The League was asked to testify at a U.S. Senate subcommittee hearing on Missouri River Management this month. Senator Mike Rounds – who chairs the Senate’s Environment and Public Works Subcommittee on Superfund, Waste Management and Regulatory Oversight – held the field hearing August 22 in Pierre. The hearing focused on the U.S. Army Corps of Engineers’ management of the Missouri River.
The League was the only non-governmental organization invited to testify at the hearing. We were asked to testify by ranking member Senator Kamala Harris (D-CA). In his testimony Paul Lepisto, IWLA Regional Conservation Coordinator, focused on Missouri River recovery. He asked the Corps to do much more habitat restoration on the river, echoing comments the League submitted earlier this year on the proposed alternatives in the new Missouri River Recovery Management Plan. We specifically asked the Corps to consider allowing the river, in selected areas, to heal itself, which will create self-sustaining populations of native fish and wildlife, reduce flood risk, improve water quality, and increase recreational opportunities. We also requested more flexibility in the Corps’ management of the river, including in-season reservoir water storage checks rather than setting release rates from dams months ahead of when actual runoff is realized. Read the full details of the League’s written and oral testimony.
In other testimony, Pierre, South Dakota, Mayor Steve Harding testified about the city’s attempt to withdraw water from the Missouri River to irrigate park areas adjacent to the river, stating that the Corps’ permitting process for this is difficult.

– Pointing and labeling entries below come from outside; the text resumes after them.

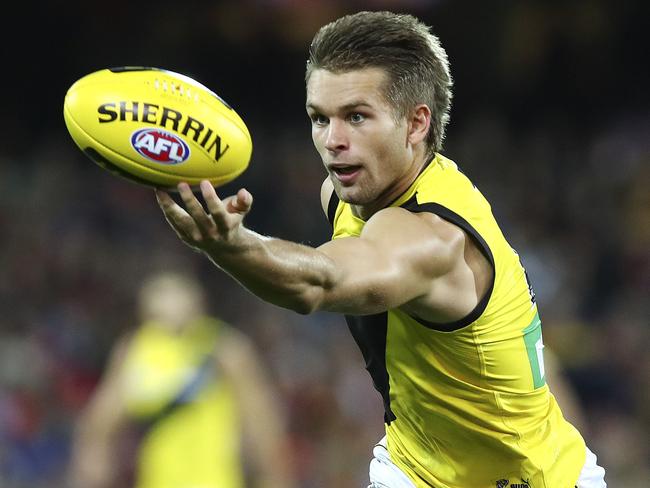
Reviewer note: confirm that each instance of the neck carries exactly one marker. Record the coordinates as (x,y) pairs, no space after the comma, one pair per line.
(393,192)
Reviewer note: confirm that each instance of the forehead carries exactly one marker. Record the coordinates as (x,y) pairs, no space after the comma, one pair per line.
(327,90)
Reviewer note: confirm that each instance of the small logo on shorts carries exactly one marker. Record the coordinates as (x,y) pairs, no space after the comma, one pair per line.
(523,484)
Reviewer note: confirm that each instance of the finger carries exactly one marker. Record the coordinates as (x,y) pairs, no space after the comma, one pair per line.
(242,203)
(194,207)
(212,200)
(177,217)
(168,205)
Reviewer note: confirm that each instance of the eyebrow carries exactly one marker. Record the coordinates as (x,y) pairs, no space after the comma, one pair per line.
(343,108)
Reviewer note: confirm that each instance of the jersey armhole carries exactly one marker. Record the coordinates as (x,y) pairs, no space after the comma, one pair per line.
(450,216)
(332,205)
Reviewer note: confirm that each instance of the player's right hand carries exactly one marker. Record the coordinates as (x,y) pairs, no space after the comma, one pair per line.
(215,229)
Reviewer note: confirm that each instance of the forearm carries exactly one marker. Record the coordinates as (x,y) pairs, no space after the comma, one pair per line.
(284,273)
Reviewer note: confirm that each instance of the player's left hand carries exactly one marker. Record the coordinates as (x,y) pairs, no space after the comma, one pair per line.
(213,230)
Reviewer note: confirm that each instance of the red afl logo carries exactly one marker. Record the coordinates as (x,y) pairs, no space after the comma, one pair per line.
(160,146)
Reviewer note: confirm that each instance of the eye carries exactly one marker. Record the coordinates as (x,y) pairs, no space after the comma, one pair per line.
(318,119)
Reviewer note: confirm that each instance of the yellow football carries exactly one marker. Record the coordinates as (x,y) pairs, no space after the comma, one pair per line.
(156,127)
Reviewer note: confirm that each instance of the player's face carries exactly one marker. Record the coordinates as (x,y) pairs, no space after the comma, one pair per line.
(364,149)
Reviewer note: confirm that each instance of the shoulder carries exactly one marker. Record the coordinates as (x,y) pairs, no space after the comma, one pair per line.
(424,238)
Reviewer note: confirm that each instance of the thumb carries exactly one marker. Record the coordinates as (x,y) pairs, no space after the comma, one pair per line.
(242,202)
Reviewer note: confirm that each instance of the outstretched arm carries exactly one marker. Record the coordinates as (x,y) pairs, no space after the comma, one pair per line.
(399,258)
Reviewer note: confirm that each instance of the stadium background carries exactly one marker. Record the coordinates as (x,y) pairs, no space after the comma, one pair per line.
(550,119)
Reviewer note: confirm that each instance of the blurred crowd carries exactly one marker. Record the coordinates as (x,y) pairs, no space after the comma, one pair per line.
(551,122)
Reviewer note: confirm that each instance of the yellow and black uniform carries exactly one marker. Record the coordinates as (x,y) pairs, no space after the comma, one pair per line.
(466,403)
(172,387)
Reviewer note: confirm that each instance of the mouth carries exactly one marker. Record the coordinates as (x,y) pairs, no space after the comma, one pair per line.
(346,174)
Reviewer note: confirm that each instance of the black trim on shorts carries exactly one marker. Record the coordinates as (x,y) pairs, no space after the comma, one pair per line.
(450,216)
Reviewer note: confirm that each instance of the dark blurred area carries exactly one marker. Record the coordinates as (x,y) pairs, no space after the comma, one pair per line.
(550,120)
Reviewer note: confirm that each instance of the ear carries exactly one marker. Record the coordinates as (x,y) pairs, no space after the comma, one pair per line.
(419,124)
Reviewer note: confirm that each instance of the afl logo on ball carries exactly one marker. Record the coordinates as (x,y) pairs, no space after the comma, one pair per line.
(160,146)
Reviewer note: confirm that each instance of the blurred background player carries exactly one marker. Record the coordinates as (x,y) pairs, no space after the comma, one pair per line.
(194,387)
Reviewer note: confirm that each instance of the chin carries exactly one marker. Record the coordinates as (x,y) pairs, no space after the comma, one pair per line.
(351,195)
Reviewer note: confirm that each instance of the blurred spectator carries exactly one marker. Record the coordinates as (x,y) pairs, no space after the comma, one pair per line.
(193,386)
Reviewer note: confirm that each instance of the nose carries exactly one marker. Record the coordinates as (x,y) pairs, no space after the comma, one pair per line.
(336,139)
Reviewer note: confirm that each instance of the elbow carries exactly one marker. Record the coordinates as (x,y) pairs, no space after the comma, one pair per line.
(308,300)
(305,305)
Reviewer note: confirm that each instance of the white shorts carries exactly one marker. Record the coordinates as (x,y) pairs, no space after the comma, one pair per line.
(385,474)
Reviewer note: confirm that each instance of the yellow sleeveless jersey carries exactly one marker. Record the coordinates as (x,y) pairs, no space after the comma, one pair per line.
(192,430)
(466,404)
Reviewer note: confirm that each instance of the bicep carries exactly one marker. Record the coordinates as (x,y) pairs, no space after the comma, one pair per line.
(395,260)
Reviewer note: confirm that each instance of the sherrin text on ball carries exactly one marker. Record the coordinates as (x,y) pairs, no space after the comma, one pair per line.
(156,127)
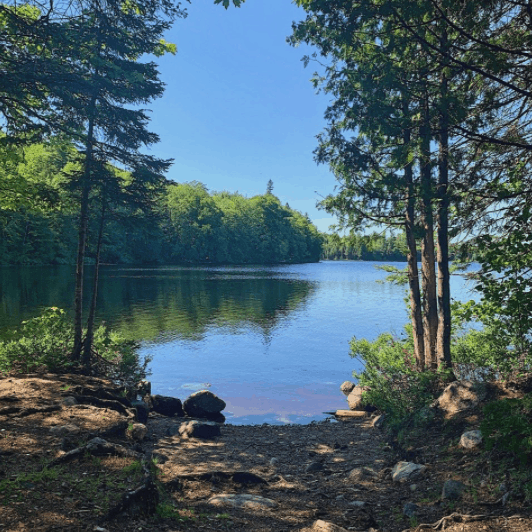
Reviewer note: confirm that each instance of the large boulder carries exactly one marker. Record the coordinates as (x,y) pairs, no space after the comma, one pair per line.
(405,471)
(167,406)
(203,404)
(453,490)
(242,500)
(460,396)
(355,402)
(323,526)
(196,429)
(354,399)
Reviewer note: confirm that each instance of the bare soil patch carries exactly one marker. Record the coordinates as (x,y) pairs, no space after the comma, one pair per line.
(304,470)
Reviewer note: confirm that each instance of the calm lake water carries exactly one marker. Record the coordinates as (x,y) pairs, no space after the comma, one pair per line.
(272,342)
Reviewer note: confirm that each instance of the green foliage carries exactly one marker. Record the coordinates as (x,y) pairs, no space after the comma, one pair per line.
(45,342)
(506,427)
(481,340)
(42,342)
(375,246)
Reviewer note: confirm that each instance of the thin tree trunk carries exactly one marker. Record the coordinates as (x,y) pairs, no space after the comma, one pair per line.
(82,238)
(428,259)
(413,273)
(89,335)
(442,218)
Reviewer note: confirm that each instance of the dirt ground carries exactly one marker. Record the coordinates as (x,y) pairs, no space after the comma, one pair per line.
(50,480)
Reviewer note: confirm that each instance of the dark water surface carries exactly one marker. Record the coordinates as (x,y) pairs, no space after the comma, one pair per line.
(273,342)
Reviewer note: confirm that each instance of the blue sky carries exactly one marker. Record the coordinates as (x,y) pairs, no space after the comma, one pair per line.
(239,108)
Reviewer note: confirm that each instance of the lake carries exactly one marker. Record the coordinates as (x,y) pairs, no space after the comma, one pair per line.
(272,341)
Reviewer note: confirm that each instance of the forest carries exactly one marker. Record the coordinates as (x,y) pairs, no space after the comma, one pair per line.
(171,224)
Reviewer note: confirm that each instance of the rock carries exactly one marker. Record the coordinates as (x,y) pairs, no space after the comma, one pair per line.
(350,413)
(142,411)
(404,471)
(453,489)
(358,504)
(167,406)
(471,439)
(460,396)
(69,401)
(172,430)
(143,388)
(197,429)
(314,466)
(65,430)
(324,526)
(203,404)
(354,399)
(378,422)
(137,432)
(410,509)
(242,500)
(362,473)
(347,387)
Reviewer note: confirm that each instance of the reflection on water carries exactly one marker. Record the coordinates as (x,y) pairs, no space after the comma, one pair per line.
(160,303)
(273,342)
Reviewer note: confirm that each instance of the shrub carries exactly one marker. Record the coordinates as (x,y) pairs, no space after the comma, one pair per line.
(390,378)
(46,342)
(41,342)
(506,427)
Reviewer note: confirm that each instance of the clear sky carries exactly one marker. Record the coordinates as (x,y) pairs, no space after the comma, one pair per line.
(239,108)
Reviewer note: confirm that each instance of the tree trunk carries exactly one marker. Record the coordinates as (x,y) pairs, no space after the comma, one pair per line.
(89,335)
(82,238)
(413,274)
(442,219)
(428,259)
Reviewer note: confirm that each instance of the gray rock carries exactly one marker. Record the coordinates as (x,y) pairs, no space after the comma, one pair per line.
(362,473)
(242,500)
(137,432)
(65,430)
(347,387)
(167,406)
(378,422)
(69,401)
(143,388)
(410,509)
(404,471)
(453,490)
(203,404)
(460,396)
(471,439)
(199,429)
(142,411)
(324,526)
(354,399)
(313,467)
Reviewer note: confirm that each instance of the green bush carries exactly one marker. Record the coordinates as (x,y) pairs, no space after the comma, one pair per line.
(46,342)
(490,350)
(390,378)
(507,427)
(41,342)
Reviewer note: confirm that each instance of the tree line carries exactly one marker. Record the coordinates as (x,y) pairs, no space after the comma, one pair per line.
(177,224)
(374,246)
(428,130)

Jeanne Goodman from the South Dakota Department of Environment and Natural Resources also testified that the Corps’ proposal to charge for withdrawing water from reservoirs puts more than 90 percent of the river off limits to water users. The proposal to charge for stored water is currently undergoing a rulemaking process.
Senator Rounds asked Corps representative David Ponganis why the Corps has not requested federal appropriations for a more extensive monitoring network to accurately evaluate the amount of annual runoff in the basin. Such a network has been included in several pieces of legislation since the historic 2011 Missouri River flood but has not been included in the Corp’s annual operating budget. Ponganis said he hopes that funding will be included in the Corps’ Fiscal Year 2018 budget. Rounds also questioned Ponganis about this year’s large fluctuations in Lake Sharpe in central South Dakota. Ponganis said that it was due to the Corps evacuating above-average snowpack runoff and to meet high electrical demand from Oahe Dam north of Pierre. Rounds expressed concerns about the impacts of the large fluctuations on local residents and fish and wildlife populations.